Star clusters observed within a galaxy in the early Universe for the first time

Understanding how stars and galaxies formed and evolved is one of astrophysics' biggest challenges. A new study led by Dr. Angela Adamo at Stockholm University offers fresh insights. Using the James Webb Space Telescope (JWST), researchers studied the galaxy Cosmic Gems arc (SPT0615-JD), whose light was emitted 460 million years after the big bang. This galaxy, magnified by gravitational lensing, revealed five young massive star clusters. “The surprise and astonishment was incredible when we opened the JWST images for the first time” says Adamo.

The Epoch of Reionization (EoR), within the first billion years after the big bang, saw the universe's transition from neutral hydrogen gas to ionized matter. Early galaxies are believed to have driven this change. Studying these galaxies requires observing distant objects, allowing us to "look back in time." Gravitational lensing, where a massive celestial body bends light like a magnifying glass, helps observe distant galaxies in detail.

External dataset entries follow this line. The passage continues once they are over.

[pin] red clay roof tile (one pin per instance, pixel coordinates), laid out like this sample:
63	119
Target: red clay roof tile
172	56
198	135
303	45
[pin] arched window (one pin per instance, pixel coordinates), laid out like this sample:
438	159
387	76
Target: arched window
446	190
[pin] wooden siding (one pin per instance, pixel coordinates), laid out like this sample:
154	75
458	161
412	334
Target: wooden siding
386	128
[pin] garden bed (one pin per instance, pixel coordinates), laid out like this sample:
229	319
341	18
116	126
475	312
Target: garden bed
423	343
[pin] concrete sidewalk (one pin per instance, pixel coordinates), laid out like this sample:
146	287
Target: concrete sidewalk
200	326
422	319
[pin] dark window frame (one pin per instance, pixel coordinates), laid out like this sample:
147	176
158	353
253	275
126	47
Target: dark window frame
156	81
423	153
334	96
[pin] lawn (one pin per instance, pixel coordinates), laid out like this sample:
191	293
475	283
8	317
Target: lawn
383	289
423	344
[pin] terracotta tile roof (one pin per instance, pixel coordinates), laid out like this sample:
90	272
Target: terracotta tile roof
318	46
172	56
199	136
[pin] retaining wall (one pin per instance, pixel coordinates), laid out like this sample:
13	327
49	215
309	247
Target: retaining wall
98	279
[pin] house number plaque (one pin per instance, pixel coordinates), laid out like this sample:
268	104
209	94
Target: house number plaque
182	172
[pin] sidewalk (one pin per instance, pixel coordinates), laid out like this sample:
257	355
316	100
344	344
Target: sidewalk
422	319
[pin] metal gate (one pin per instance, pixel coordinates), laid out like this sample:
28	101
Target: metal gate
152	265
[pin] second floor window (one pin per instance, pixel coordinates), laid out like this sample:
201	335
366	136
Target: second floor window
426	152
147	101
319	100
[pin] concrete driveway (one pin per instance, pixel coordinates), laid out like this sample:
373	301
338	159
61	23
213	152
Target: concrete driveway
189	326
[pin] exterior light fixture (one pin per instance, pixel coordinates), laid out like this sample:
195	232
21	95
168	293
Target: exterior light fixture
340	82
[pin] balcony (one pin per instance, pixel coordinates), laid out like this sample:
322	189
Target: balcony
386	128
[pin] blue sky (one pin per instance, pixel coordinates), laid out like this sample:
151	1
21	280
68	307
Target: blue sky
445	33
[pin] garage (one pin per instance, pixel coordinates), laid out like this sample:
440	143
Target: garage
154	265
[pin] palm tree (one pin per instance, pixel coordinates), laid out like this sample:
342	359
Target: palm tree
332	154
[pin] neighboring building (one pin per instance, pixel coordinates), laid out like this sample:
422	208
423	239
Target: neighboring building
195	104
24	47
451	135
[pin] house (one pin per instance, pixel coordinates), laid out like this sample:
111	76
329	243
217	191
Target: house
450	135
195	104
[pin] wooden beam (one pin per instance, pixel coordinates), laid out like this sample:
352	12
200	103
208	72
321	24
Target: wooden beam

The Cosmic Gems arc as observed by the JWST.
The Cosmic Gems arc as observed by the JWST. Credit: ESA/Webb, NASA & CSA, L. Bradley (STScI), A. Adamo (Stockholm University) and the Cosmic Spring collaboration.

In a study published in Nature, the team of astronomers found star clusters in the galaxy Cosmic Gems arc through gravitational lensing. “This achievement could only be possible thanks to JWST unmatched capabilities”, says Dr. Adélaïde Claeyssens, co-author of the article. The JWST's Near Infrared Camera (NIRCam) revealed five young massive star clusters. These clusters, three times denser than typical young clusters, formed within the last 50 million years and make up 60% of the galaxy's total light.

It was incredible to see the JWST images of the Cosmic Gems arc and realise that we were looking at star clusters in such a young galaxy.

"We observe globular clusters around local galaxies, but we don’t know when and where they formed. The Cosmic Gems arc observations have opened a unique window for us into the works of infant galaxies as well as showing us where globular clusters formed”, says Adamo. These clusters are expected to evolve into globular clusters over time.

Left: a negative version of the star clusters, where the different star clusters are marked. Right: the star clusters “behind” the gravitational lens. This image was calculated using computer simulations. Credit: ESA/Webb, NASA & CSA, L. Bradley (STScI), A. Adamo (Stockholm University) and the Cosmic Spring collaboration.

The team plans to study more galaxies from the EoR to understand early star cluster demographics. They also have an approved JWST program to further examine Cosmic Gems arc and its star clusters. “Spectroscopic observations will allow us to spatially map the star formation rate and ionizing photon production efficiency along the galaxy”, says Dr. Larry Bradley, principal investigator of the JWST program and the second author of this article.

The article “Bound star clusters observed in a lensed galaxy 460 Myr after the Big Bang” is published in Nature. Dr. Angela Adamo is the lead author, with Dr. Adélaïde Claeyssens (Stockholm University) and Erik Zackrisson (Uppsala University) as co-authors.